Die Regelung des § 167 Abs. 2 S. 2 SGB IX gewährt nur dem betroffenen Beschäftigten das Recht zur Hinzuziehung einer Vertrauensperson und dem Arbeitgeber gerade nicht. Damit kann sich zumindest ein Ungleichgewicht in der Kenntnis sozialrechtlicher Regelungen ergeben. Zudem bleibt abzuwarten, ob sich die Befürchtung der bisherigen Rechtsprechung dahingehend bewahrheitet, dass sich die Durchführung des BEM zukünftig schwieriger und langwieriger gestaltet, wenn eine Vertrauensperson wie ein Rechtsanwalt durch den Beschäftigten hinzugezogen werden kann. Dies wollte die Rechtsprechung gerade vermeiden.

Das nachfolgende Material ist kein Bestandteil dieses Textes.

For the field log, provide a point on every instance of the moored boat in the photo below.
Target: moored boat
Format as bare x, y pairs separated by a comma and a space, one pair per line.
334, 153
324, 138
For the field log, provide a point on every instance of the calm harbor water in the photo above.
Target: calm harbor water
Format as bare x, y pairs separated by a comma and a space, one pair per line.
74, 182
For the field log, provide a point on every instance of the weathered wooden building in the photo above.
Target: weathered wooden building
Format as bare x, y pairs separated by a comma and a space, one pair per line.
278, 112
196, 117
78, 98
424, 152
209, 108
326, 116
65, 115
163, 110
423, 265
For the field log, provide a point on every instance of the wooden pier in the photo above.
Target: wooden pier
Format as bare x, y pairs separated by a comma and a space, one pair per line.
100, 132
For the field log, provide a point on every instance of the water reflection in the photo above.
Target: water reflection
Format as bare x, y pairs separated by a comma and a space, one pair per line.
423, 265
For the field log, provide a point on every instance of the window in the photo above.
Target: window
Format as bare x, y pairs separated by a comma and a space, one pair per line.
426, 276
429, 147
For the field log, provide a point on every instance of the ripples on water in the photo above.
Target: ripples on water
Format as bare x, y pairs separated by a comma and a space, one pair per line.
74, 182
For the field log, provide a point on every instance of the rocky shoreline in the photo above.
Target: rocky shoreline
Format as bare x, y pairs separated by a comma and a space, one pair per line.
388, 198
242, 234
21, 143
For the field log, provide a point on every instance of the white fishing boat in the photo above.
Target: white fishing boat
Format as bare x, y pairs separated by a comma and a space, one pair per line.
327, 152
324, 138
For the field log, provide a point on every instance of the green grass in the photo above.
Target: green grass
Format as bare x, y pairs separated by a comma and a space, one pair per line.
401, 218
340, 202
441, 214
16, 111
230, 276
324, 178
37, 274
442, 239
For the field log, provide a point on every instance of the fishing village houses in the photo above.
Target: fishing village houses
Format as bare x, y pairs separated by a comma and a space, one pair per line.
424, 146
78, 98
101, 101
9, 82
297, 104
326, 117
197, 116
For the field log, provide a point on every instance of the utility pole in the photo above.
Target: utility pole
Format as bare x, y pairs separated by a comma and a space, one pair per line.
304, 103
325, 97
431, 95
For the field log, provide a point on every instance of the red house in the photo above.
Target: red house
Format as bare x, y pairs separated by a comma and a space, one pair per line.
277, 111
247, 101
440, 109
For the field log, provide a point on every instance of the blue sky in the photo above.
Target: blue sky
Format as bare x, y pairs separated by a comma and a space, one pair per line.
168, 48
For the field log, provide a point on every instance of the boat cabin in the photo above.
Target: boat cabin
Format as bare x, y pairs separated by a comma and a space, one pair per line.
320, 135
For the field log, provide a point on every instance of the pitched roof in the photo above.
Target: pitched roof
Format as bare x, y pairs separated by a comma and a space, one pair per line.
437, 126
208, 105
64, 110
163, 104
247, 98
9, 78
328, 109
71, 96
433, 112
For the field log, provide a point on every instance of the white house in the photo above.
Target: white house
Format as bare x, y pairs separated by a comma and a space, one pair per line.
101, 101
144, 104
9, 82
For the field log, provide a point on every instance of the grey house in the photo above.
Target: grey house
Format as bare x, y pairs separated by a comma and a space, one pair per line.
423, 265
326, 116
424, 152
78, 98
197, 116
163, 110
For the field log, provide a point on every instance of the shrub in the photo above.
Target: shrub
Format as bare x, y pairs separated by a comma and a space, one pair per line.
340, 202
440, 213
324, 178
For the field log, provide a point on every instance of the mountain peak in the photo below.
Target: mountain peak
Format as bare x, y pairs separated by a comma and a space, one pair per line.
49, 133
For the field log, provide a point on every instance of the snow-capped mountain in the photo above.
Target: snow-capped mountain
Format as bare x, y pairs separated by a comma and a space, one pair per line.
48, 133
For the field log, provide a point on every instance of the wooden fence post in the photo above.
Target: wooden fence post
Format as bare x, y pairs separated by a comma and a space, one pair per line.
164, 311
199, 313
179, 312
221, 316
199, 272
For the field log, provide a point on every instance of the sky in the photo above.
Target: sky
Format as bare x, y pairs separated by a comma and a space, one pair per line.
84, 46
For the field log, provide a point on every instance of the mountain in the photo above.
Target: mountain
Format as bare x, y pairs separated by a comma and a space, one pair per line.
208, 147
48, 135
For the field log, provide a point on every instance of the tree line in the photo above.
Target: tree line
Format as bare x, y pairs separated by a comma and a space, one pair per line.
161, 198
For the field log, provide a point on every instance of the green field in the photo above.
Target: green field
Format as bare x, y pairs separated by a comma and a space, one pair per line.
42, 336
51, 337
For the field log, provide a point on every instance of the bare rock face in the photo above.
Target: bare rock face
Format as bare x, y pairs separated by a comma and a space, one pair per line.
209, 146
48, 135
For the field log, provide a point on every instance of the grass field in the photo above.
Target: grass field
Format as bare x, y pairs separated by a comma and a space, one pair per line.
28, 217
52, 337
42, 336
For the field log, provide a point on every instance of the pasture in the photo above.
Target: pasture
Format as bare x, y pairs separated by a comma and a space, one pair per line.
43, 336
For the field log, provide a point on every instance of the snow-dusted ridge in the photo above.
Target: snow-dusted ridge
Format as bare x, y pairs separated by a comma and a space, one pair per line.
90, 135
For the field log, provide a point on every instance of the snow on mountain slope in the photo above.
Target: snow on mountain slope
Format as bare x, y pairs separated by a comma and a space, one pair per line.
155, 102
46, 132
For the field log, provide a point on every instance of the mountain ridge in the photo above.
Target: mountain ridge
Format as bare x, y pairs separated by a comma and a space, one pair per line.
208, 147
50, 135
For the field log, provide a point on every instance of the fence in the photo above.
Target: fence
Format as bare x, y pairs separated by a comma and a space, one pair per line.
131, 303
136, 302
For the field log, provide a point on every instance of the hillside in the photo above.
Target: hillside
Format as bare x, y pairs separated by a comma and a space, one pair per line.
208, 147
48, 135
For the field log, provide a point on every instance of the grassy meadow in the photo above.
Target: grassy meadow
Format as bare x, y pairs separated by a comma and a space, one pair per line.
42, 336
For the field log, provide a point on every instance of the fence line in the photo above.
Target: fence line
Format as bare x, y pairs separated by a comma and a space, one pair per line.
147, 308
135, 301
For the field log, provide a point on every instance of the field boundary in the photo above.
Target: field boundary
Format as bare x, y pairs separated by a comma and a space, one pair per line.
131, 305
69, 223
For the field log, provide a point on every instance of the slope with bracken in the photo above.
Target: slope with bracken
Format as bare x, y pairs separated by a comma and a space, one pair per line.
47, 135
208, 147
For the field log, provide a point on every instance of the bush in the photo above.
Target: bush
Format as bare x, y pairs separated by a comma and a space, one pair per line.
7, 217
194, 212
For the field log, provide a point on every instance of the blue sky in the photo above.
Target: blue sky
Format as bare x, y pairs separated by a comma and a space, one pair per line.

Auch mit dem gesetzlichen Zweck des BEM scheint die Hinzuziehung einer Vertrauensperson schwer vereinbar. Der Zweck des betrieblichen Eingliederungsmanagement besteht darin, zu klären, wie eine Arbeitsunfähigkeit überwunden werden kann. Zudem soll geprüft werden, mit welchen Leistungen oder Hilfen erneuter Arbeitsunfähigkeit vorgebeugt und der Arbeitsplatz erhalten werden kann. Es geht also um die Gesundheit des erkrankten Arbeitnehmers und die Frage, welche Möglichkeiten der Arbeitgeber gegebenenfalls unter Inanspruchnahme staatlicher Hilfen hat, die Gesundheit des Arbeitnehmers zu fördern und eine Fortsetzung des Arbeitsverhältnisses zu ermöglichen. Das BEM ist somit sehr vertraulich. Sein Erfolg hängt auch davon ab, dass die Beteiligten vertrauensvoll miteinander umgehen können. Interesse an der Vertraulichkeit der Gespräche hat dabei nicht nur der Arbeitnehmer, um dessen Gesundheitsdaten es geht, sondern auch der Arbeitgeber. Unter Umständen werden in den Gesprächen vertrauliche Betriebsinterna und Geschäftsgeheimnisse thematisiert. Außerdem ist es fraglich, ob die Vertrauensperson, die in der Regel keine medizinischen Kenntnisse hat und den konkreten Arbeitsplatz und den Betrieb nicht kennt, einen sinnvollen Beitrag leisten kann.